WRITTEN BY: Luke Suciu
Headwaters Church is having two Christmas Eve services this year, one at 5pm and the other at 7pm both at 2000 N. Wells Street, and the service has been in the planning process for three years. Three years ago, I (Luke) was pastoring our church plant and in the first year of the plant Christmas was on a Sunday, which placed us in a bit of an unusual spot. We did not have any tradition as a church related to Christmas and there were more than a few churches that chose not to have Sunday morning services at all. Their thinking was that immediate families had routines—something about presents under trees—and the church could just have service on Christmas Eve and allow for Christmas morning to be an exclusively family time.
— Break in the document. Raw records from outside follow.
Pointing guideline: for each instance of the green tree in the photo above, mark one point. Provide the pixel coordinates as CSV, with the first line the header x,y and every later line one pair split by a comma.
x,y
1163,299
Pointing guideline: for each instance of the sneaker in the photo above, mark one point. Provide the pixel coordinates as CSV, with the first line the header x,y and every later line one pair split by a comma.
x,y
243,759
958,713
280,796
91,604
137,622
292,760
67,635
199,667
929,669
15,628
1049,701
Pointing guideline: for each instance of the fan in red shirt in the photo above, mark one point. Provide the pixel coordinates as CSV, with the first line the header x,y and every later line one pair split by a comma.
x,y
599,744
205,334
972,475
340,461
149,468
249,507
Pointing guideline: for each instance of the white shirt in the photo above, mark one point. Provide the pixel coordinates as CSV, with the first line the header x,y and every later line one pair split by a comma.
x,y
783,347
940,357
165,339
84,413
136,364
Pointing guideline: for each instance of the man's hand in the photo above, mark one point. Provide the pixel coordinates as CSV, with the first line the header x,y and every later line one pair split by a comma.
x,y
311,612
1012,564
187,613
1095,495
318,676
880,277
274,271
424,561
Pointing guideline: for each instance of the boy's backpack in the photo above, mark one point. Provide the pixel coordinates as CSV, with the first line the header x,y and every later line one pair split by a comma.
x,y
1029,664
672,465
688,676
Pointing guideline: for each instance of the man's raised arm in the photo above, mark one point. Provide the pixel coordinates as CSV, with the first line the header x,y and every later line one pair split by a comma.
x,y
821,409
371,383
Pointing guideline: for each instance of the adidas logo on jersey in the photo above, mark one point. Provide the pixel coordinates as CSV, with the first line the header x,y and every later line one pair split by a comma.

As we thought about Christmas morning we concluded that conceding our Sunday services simply because our culture had attached a time of opening gifts to Christmas morning was allowing the culture to dictate the highest value of in the Christmas Season. From a critical perspective, the most important moment in human history, the incarnation of God in the person of Jesus Christ, was being devalued in favor of family based nice commercialism. It was a pagan tradition that was boxing out the church’s remembrance of the story of Christ. That being said, it did not seem like a Sunday where we should simply have our normal service. So, without having any expectation surrounding Christmas services within our church, we were in a place to be flexible and creative.
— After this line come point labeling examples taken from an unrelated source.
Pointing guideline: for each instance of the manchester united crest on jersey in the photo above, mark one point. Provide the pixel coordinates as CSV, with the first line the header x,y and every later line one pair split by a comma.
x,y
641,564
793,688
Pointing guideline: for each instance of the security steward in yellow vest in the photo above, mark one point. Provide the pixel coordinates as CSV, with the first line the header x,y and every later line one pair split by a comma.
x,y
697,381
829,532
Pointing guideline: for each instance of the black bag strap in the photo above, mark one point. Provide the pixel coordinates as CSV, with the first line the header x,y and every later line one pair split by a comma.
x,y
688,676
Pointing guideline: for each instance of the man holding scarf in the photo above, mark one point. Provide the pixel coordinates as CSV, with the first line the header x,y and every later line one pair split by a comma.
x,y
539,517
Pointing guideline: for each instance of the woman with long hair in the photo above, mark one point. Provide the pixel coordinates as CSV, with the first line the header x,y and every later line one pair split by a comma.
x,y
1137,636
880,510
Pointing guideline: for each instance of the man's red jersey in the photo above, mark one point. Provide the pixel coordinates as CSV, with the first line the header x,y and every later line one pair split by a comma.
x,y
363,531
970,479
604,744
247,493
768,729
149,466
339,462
We decided we would structure our service to be the exact opposite of cancelling Sunday services on Christmas morning so families could open gifts. We took a pagan tradition—the evergreen tree, which was originally brought inside to show the power of the sun that lasts even through the darkest days of winter—and covered it in the story of Christ. That morning there were no kids’ programs of any kind, instead everyone young and old crowded into the sanctuary. The kids got a small bag when they entered with ornaments that corresponded to the Christmas story (angel, manger, shepherd, etc.) and through the morning we read through the story of the birth of Christ, stopping at moments to sing Christmas songs and with each song the kids we directed to place their corresponding ornament on the tree.
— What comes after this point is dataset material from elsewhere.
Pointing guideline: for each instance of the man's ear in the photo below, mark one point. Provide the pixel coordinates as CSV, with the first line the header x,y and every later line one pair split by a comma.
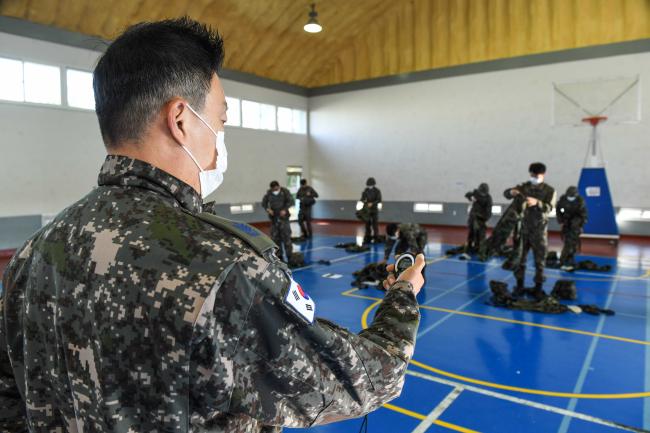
x,y
176,113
By the end of the morning the pagan tradition of the evergreen tree was barely visible as the Christmas story was covering every little patch of green. That service is one of my most fond memories from our church plant that has now re-merged with our planting church to become Headwaters Church. And this Christmas Eve we are going to continue in the line of thinking that originally led us to embrace the Christmas story and box out the peripheral pagan practices as we give the incarnation center stage in our thinking. Our church family will gather, to remember well and to set up trees and cover them with the story of Christ.